C'est la ligne de pensée qui conduit à la rupture de la famille, à la dépendance sociale, à la toxicomanie, à l'appartenance à un gang, aux problèmes raciaux, aux pillages, aux émeutes et à l'anarchie. La loi morale révélée dans la Sainte Bible dit qu'un tel comportement conduit naturellement à une condition où les « villes seront ruinées, et il n'y aura plus d'habitants. » (Jérémie 4 :7 ; aussi Jérémie 2 :15 ; Ézéchiel 6 :6).

Le rayon d'explosion d'une bombe à hydrogène soviétique rds-220 est de 45 milles, mais la destruction déclenchée par l'anarchie morale, la conclusion logique de la théorie de l'évolution, s’est enracinée dans la plupart des civilisations modernes. Cela rend le relativisme moral plus de mille fois plus destructeur que la Tsar Bomba !

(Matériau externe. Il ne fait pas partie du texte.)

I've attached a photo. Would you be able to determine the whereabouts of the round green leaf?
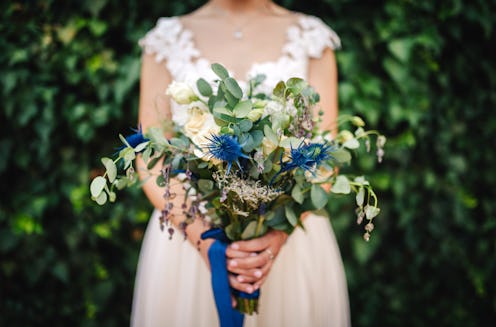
[102,158,117,183]
[239,119,253,132]
[355,187,365,207]
[331,176,351,194]
[90,176,107,198]
[196,78,212,97]
[365,205,381,220]
[211,63,229,79]
[310,184,329,209]
[291,184,305,204]
[224,77,243,99]
[241,221,257,240]
[284,206,298,226]
[233,100,252,118]
[95,192,107,205]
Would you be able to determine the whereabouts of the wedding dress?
[131,14,350,327]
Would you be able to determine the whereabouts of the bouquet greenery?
[90,64,386,313]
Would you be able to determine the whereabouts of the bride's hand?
[226,230,288,293]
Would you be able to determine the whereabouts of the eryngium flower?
[206,134,249,174]
[281,142,334,173]
[119,125,149,150]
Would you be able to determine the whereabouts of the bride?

« Lorsque Satan détruit la croyance en la création—lorsque le diable réussit à convaincre les hommes que cette Terre n'a pas été créée par un Dieu créateur tout puissant, mais que cela s’est produit ... "par un changement progressif continu, par des causes naturelles, selon des lois fixes, provoqué uniquement par des forces résidentes"—Satan a alors détruit la preuve de Dieu », a expliqué M. Armstrong en 1928. C'est pourquoi « l’évolution est l’arme la plus puissante du diable. » 

Jusqu’à ce que l'humanité accepte l’inexorable loi spirituelle de Dieu comme statique, stationnaire, éternelle et immuable, nous sommes en grand danger. À moins que le Créateur, dont l'existence est catégoriquement déniée par les évolutionnistes, n’intervienne pour sauver la société malade de ce monde, le relativisme moral et le progressisme évolutif qui rayonnent dans toute la société empoisonneront toute l'humanité, menant à l'extinction de toute la vie sur Terre (Matthieu 24 :22).

Heureusement, la Bible enregistre une promesse définitive que Dieu interviendra pour sauver les êtres humains de nous-mêmes dès que nous prouverons cette leçon.